A sense of humour would be useful to deal with the anger that makes one grin with clenched teeth. It should be the rarer kind of humour in which one laughs internally to oneself, directed not at the perpetrators of the stresses, but at oneself for one’s lack of immunity against them. Thus in a situation of jostling, I once came across a man who moved aside saying to his jostler "You first, Sir!". I guess it was the product of a sense of humour which protected him from blowing up in anger and frustration. In the non-professional situations of poor service in bout-iques, the person who is not sure about being good-humoured would do well to avoid such boutiques and be prepared to pay a little more for better service at the more professionalised places. The alluring distraction of styles of dress and the irritating distraction met with in public transport need not touch one at all as they do not affect one’s person directly. The distracting music that assails one’s ears can be looked upon humourously as providing one with a free lesson in the character of pop music.
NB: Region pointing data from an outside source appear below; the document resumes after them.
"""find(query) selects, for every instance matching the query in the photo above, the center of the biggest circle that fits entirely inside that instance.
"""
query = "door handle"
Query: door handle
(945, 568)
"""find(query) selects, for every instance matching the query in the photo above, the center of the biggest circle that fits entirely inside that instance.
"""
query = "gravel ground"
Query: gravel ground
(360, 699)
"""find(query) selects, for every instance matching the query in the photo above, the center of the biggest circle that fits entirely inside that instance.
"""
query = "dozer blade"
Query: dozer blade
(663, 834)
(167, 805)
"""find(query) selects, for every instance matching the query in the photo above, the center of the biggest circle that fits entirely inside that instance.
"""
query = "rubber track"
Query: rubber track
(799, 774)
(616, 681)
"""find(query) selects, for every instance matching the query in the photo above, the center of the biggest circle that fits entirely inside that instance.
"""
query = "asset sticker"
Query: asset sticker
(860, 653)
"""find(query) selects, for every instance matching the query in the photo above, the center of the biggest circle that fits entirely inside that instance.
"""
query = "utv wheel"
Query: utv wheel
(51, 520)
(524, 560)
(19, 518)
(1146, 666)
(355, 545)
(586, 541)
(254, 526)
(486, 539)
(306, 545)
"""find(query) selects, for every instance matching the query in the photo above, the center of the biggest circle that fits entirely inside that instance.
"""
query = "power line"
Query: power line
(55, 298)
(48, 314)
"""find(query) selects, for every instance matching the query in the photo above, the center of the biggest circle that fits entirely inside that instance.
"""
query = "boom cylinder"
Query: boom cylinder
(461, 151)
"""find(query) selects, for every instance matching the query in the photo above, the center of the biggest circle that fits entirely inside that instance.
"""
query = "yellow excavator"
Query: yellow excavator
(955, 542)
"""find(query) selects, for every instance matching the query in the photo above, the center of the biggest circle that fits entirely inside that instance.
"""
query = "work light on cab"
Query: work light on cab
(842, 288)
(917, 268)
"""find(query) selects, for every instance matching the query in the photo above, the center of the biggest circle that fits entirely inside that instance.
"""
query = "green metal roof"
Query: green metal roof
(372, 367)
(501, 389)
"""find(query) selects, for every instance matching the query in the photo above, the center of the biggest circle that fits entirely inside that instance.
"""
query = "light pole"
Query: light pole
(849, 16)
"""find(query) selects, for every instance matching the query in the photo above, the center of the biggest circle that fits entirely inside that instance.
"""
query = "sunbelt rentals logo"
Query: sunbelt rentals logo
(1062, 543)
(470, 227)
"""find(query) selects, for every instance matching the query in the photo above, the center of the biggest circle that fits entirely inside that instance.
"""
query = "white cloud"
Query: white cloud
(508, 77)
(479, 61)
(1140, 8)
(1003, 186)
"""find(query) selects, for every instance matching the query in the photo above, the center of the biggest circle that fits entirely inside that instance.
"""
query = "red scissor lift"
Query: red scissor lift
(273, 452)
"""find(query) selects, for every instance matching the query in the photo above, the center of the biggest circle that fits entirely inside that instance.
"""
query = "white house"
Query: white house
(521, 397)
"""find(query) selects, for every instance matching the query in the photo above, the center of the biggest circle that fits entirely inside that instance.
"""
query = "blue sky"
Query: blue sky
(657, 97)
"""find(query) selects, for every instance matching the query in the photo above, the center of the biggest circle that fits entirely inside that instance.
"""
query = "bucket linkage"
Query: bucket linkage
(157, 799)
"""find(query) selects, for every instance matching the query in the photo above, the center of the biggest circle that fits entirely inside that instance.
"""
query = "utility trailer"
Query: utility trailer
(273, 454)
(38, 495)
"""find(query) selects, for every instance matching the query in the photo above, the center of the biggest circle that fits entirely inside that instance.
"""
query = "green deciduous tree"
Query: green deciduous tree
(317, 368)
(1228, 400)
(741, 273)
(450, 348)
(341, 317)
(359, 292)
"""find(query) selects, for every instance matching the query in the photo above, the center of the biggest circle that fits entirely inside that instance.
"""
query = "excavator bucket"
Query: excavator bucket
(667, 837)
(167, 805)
Another coping strategy is to cultivate those situations which one feels are beautiful and kindly. They compensate for the vulgarities. The managers and servers, both men and women, are pleasant people. I find the salesmen at the carnivore’s counter and at the spirits stall of "Food City" to be cheerful and ready to smile with their customers. So are many of the salesgirls at the cashier machines, in "Food City" and "Book City".